Graves’ eyes widened. He saw his own tactical error, as Daniel recognised before a look of hatred filled Graves’ face.

‘I agree,’ Graves said softly. ‘Forget about Lady Vespasia, and Narraway, for that matter. His extorted help, money from too many people; betrayed his friends. And those from his early years would be dead, too. Concentrate on your father. He’s still alive, and has fifteen years left in office, more or less. The lists of victims to blackmail are his! Lots of them are still alive. Look into those he trusts to do something like kill my wife and blame me! Ask him about Portugal! Then you won’t think he’s such a damn hero!’

Daniel frowned. Puzzled.
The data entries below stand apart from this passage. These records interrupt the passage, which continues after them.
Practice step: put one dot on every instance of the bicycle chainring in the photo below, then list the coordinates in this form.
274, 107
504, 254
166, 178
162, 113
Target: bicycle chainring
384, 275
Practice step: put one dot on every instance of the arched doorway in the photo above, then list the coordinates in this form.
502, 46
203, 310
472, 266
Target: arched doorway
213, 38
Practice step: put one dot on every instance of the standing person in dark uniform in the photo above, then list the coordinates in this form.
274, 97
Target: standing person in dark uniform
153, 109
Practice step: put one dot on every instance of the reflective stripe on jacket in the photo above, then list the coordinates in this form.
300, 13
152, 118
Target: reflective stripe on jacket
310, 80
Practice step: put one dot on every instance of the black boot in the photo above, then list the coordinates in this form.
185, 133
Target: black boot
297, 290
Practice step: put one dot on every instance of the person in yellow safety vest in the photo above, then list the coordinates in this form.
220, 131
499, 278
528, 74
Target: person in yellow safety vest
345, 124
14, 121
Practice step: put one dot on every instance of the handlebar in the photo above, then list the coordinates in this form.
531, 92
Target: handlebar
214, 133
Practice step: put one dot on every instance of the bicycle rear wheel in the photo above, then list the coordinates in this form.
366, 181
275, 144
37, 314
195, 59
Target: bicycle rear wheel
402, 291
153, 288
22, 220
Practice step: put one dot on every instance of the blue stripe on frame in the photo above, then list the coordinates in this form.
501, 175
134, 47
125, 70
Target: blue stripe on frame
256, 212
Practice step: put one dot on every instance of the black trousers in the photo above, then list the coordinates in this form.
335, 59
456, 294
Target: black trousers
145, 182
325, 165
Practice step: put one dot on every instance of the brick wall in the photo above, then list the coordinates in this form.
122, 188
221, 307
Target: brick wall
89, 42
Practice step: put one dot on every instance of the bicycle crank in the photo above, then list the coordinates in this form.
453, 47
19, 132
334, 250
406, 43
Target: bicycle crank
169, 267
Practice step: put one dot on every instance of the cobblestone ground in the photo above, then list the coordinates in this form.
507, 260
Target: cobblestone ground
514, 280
What did Graves mean about Portugal?

‘You’re no more of a hero than your father.’

Daniel was confused, but he would ask his father, not Graves.

‘It’s common knowledge that he paid old fford Croft to take you on. You are his man inside one of the most discreet and trusted law firms in the country. Think of the secrets you will know – one day,’ he said with contempt. ‘Will you be Sir Daniel when he’s gone?’ Now his sneer was undisguised. ‘Was it not that kind of knighthood? Bought and paid for by turning a blind eye to all the right things! As I said in my book – weak! And weakness leads to corruption. And corruption leads to murder. Got to solve the case, no matter how, no matter who hangs for it. Runs in the bloodline, doesn’t it? His father was a poacher, he’s a lackey to Narraway, and God knows who else now. What are you going to be?’